Polri, kata dia, tidak punya kewenangan memaksa keluarga untuk mengaku ataupun mencaritahu keberadaannya.
"In Absentia"
Jika hingga waktu yang ditentukan Honggo belum juga ditemukan, maka tersangka lain tetap dilimpahkan dan Honggo akan disidang secara in absentia.
"Jaksa penuntut umum sebagai peneliti terhadap kasus ini ingin mengetahui langkah-langkah yang dilakukan oleh Polri seperti apa. Ini kita sampaikan bahwa langkah-langkah yang dilakukan sudah," kata Martinus.
Sebelumnya, Jaksa Agung Muhammad Prasetyo mengatakan, dalam waktu dekat sebaiknya penyidik Bareskrim Polri menyerahkan bukti serta tersangka dalam kasus dugaan korupsi penjualan kondensat PT TPPI.
Dari tiga tersangka, satu di antaranya melarikan diri ke luar negeri dan menjadi buronan hingga saat ini.
Untuk memudahkan pelimpahan tersangka, Prasetyo meminta polisi mengupayakan kehadiran Honggo.
"Harapan kita kepada penyidik tentunya supaya tidak ada kesan disparitas, usahakan si Honggo ini diserahkan di Indonesia. Diserahkan pada kita supaya penyelesaiannya bisa dilakukan secara serentak," ujar Prasetyo.
Prasetyo mengatakan, jangan sampai absennya Honggo menghambat pelimpahan bukti dan tersangka untuk dibawa ke pengadilan.

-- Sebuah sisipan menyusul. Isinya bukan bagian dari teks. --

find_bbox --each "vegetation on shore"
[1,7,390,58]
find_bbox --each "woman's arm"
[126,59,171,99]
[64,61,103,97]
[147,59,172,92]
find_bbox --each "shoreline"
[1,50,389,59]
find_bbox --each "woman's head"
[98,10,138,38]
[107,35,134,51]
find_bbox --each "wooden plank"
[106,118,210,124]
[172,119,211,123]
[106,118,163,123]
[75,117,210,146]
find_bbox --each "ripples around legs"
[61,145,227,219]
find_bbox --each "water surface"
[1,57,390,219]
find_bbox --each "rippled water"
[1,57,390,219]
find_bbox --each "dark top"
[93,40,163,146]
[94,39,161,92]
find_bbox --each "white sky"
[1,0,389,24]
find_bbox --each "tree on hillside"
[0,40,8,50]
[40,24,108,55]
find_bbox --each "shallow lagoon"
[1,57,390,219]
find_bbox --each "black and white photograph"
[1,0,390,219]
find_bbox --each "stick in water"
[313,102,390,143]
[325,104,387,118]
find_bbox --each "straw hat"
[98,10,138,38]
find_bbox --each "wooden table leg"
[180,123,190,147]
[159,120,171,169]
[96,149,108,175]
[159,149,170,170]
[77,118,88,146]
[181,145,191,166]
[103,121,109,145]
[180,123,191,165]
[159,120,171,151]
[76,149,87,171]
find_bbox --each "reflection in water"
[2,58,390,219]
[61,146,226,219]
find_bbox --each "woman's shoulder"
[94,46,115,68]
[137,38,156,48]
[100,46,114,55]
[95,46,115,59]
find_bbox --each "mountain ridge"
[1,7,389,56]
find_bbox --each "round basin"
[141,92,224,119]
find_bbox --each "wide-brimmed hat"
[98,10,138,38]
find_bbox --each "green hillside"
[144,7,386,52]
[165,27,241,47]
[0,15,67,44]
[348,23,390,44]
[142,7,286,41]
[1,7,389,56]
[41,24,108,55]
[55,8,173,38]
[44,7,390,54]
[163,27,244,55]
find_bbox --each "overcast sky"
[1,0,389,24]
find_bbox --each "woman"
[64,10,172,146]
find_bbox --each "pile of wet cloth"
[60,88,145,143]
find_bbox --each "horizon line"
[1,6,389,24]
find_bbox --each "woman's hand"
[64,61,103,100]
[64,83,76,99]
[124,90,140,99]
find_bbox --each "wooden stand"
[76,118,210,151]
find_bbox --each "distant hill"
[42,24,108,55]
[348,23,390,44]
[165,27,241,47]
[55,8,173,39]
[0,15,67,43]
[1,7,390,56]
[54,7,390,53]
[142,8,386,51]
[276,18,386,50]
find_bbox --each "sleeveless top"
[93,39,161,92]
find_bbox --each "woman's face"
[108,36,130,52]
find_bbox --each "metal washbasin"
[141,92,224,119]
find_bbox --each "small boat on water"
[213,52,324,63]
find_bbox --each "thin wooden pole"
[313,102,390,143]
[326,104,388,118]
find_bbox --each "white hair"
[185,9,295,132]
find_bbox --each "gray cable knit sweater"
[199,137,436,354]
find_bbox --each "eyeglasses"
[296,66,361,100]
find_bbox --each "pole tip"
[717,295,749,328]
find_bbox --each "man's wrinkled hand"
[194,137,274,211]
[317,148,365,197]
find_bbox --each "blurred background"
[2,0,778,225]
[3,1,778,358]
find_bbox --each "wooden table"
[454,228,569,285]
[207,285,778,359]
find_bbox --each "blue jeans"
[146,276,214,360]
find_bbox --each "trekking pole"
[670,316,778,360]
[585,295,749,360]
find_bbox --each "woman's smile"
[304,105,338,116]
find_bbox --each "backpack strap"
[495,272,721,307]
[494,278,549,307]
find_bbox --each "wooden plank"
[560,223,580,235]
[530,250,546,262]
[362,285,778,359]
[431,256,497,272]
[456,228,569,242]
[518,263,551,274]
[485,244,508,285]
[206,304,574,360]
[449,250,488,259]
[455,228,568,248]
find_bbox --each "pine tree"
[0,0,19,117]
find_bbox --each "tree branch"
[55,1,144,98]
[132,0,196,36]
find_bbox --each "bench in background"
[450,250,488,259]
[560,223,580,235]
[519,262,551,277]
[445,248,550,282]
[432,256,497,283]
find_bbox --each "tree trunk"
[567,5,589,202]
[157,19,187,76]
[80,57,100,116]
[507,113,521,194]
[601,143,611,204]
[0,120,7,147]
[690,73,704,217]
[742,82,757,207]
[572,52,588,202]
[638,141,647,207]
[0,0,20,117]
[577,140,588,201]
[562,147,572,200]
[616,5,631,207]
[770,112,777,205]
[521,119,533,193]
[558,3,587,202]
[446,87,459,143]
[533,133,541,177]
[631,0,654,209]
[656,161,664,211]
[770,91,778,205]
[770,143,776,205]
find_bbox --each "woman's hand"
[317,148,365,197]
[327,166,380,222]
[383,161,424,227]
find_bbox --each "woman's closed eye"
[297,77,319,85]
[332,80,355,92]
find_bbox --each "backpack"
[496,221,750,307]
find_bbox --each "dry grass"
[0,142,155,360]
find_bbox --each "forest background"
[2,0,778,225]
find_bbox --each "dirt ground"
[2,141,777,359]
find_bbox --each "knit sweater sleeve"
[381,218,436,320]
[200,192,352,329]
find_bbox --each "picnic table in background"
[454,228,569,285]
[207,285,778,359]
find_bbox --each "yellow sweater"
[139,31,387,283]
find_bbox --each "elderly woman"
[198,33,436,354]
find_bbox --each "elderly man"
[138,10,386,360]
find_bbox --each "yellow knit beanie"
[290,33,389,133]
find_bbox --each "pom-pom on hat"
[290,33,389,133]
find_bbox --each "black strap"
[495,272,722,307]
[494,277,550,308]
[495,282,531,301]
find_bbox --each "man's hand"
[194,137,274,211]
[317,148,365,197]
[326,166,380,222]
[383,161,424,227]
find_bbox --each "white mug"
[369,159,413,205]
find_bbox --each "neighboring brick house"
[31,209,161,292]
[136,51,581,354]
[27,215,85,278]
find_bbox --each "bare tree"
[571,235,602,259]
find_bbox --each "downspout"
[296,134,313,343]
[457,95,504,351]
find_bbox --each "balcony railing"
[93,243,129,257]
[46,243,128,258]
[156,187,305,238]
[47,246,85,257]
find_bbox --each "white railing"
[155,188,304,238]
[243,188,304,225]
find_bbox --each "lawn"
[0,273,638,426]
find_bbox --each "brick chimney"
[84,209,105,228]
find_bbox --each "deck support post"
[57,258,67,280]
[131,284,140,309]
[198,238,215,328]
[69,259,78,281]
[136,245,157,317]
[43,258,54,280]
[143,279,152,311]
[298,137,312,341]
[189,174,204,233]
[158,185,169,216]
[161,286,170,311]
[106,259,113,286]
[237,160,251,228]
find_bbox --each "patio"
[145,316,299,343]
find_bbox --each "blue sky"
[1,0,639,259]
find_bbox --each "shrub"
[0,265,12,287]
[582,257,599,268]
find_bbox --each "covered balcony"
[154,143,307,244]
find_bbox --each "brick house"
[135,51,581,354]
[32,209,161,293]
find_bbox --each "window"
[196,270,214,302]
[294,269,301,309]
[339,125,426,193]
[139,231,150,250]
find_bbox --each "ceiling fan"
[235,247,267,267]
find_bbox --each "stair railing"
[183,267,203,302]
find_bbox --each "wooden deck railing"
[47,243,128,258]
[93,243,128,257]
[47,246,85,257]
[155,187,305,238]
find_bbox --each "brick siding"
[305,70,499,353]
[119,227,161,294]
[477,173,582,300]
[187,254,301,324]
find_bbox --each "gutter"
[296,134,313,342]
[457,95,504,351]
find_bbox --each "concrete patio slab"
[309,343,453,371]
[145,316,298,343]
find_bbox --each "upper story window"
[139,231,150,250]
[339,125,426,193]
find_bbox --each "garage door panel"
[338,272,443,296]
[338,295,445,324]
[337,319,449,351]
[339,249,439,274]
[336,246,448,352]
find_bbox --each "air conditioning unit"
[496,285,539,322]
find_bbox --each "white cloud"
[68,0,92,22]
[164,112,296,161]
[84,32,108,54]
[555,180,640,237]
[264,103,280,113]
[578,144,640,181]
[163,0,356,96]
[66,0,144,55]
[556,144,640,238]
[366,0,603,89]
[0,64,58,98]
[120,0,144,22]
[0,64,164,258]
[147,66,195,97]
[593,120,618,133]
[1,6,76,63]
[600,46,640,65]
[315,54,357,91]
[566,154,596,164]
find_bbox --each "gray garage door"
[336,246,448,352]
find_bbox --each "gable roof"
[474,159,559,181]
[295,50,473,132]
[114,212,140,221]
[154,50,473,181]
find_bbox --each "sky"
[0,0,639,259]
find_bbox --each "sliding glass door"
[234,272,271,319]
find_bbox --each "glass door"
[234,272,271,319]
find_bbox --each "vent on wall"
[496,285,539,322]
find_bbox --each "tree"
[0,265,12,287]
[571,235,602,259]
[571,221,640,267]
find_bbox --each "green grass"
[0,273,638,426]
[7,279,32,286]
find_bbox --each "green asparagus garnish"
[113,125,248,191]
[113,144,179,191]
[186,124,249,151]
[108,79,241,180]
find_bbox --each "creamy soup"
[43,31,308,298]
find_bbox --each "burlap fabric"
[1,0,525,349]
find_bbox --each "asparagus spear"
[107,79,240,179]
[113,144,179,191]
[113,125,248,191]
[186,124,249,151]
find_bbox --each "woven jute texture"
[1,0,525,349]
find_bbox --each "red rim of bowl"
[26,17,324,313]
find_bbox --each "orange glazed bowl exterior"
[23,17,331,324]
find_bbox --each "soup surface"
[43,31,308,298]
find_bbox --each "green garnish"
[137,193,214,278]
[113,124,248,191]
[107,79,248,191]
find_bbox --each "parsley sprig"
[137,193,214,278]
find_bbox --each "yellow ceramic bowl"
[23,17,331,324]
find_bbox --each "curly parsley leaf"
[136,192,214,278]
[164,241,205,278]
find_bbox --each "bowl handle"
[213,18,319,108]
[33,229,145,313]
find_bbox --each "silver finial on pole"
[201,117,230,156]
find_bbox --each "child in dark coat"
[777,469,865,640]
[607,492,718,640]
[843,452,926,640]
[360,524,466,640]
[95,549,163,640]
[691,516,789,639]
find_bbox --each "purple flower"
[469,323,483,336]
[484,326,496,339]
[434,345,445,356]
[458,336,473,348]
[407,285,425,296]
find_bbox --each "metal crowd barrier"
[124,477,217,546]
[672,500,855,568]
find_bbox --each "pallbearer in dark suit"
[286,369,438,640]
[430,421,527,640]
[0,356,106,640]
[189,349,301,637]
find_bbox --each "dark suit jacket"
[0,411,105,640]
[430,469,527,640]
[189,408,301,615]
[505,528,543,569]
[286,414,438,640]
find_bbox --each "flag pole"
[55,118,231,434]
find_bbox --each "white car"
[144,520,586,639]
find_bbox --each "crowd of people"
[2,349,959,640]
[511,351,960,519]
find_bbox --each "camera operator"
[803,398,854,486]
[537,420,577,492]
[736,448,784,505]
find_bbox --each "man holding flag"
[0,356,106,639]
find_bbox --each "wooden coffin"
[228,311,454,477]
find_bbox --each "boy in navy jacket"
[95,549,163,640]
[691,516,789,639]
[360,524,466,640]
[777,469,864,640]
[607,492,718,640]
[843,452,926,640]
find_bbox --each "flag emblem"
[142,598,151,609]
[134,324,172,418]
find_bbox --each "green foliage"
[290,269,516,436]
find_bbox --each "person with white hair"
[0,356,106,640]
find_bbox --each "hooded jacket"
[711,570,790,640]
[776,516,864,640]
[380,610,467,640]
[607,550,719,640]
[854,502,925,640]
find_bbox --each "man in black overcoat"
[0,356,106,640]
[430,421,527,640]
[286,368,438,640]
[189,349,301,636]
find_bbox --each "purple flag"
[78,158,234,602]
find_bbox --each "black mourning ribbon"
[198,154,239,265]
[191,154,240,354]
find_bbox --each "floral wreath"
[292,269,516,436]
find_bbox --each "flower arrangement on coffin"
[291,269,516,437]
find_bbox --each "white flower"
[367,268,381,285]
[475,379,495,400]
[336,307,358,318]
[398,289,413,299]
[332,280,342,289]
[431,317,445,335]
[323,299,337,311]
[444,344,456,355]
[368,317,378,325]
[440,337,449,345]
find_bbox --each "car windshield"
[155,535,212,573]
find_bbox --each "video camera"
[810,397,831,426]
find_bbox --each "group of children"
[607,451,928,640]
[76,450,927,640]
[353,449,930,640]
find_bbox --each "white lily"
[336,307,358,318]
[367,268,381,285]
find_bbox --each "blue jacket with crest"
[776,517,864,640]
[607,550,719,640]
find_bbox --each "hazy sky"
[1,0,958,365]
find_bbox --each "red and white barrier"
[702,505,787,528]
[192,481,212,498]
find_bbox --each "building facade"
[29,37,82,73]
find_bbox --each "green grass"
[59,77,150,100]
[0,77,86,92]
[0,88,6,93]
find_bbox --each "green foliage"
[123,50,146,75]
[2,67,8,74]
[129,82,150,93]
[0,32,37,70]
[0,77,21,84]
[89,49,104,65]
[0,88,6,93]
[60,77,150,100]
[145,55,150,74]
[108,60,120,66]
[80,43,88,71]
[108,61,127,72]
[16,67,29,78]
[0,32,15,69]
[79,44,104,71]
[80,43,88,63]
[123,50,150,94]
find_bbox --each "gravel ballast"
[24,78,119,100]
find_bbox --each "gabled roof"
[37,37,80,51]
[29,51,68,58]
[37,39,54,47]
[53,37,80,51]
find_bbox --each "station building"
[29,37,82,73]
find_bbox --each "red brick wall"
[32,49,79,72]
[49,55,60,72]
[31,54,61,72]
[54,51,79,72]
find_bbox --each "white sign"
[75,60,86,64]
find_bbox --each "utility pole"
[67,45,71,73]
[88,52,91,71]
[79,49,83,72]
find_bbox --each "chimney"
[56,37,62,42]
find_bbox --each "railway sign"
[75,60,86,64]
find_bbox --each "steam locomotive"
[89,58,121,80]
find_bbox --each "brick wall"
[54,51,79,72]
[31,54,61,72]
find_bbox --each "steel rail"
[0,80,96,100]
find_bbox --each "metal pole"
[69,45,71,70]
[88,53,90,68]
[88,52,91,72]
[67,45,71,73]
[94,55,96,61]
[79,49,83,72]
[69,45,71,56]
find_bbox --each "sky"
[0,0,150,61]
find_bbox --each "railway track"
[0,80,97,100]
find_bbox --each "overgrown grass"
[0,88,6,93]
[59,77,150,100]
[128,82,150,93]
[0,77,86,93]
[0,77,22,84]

Menurut dia, bisa saja Honggo disidang terpisah secara in absentia atau tanpa kehadiran terdakwa.
"Kita sudah pernah melakukan persidangan in absentia. Jangan kaget nanti kalau misalnya in absentia," kata Prasetyo.
Dalam kasus ini, polisi memisahkan berkas perkara menjadi dua. Berkas pertama terdiri dari dua tersangka, yaitu mantan Kepala BP Migas, Raden Priyono dan mantan Deputi Finansial Ekonomi dan Pemasaran BP Migas, Djoko Harsono.
Sementara berkas kedua untuk tersangka mantan Presiden Direktur PT TPPI Honggo Wendratmo.
Pengusutan perkara dugaan korupsi lewat penjualan kondensat sudah dilakukan Bareskrim Polri sejak 2015.
Korupsi itu melibatkan SKK Migas (dulu bernama BP Migas), PT TPPI dan Kementerian ESDM. Penyidik menemukan sejumlah dugaan tindak pidana.
Pertama, yakni penunjukan langsung PT TPPI oleh SKK Migas untuk menjual kondensat. Kedua, PT TPPI telah melanggar kebijakan wakil presiden untuk menjual kondensat ke Pertamina. TPPI justru menjualnya ke perusahaan lain.
Penyidik juga menemukan bahwa meski kontrak kerja sama SKK Migas dengan PT TPPI ditandatangani Maret 2009, namun PT TPPI sudah menerima kondensat dari BP Migas sejak Januari 2009 untuk dijual.
Komitmen awal kontrak kerja mereka adalah memproduksi bahan bakar untuk dijual Pertamina. Namun, PT TPPI mengolahnya menjadi LPG.
Selain itu, PT TPPI juga diduga tidak menyerahkan hasil penjualan kondensat ke kas negara.